TripleThreat wrote:
Trading for Zinger was a good market based decision for Dallas. It might not work out. But the resource management logic behind the deal and extension adds up. It would be the same for the Knicks in a Mirror Test. It would be a good market based decision but still carry the risk that it might not work out. Something to consider is Dallas could have retraded Zinger after the extension. Not right away, but soon enough to get more value for him than they paid for him. The extension is a push / pull, it can turn into a cap anchor, but it also negates any of Zingers leverage to control his trade destiny.
The goal is to create opportunity against the existing marketplace, not absolute results.
I do not dispute that, in fact, I also hated the trade when it happened. What did I think would have been a fair return for KP? I had visions and schemes of a package for AD + Jrue or something like that, so I was clearly disappointed by what we got at the end. But there are visions without knowledge of the full facts, and then there is reality that hits sooner or later.
At the time the cap space for two max FAs in the summer was seen as real value. In the end we blew that value.
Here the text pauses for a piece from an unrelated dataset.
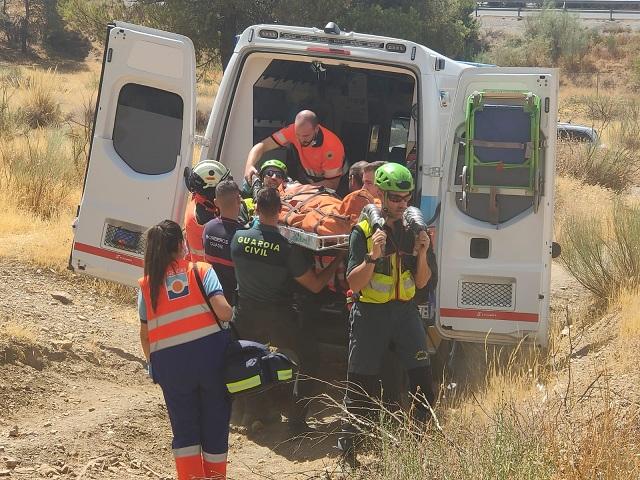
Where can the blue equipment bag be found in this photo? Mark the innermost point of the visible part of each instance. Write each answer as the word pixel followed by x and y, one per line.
pixel 250 367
Dallas also had more risk tolerance to buy a high-profile player while his value was eroded by an injury. We showed a lack of that type of risk appetite twice: first with KP, then with KD. Not in the least because we had taken chances on oft-injured players before, and that had blown up in our faces. So, the a Mirror Test is a good test, but not if the Mirror gives us clouded visions that had misled us in the past.
Where I am getting to: there are boneheaded trades that look boneheaded right at the time when they are made, and the Knicks, unfortunately, made a fair share of those. But I do not see the KP trade as one of them. There were simply too many unknowns at the time of that trade. Those unknows had to settle down before its outcome could be judged. The way things are settling now, it looks like we are losing. But imagine if Mills and Perry do not pull the trigger, the trade deadline goes by, KP does not return from injury that year, and we are saddled by his cap hold and THJr's contract over the summer, so also no KD/KI/KT. And then we spend the entire year guessing if he is worth re-signing, if he would stay, if his whole bar/rape antics should have been an obvious reason to ship his ass outta here. Not to mention that KP without Doncic, but with a "for sale" sign hanging from his neck, would have been a different (worse) player than the KP we have seen this year. I think Mills and Perry might have been run out of the town a lot sooner in that scenario. Maybe it would have been a good thing.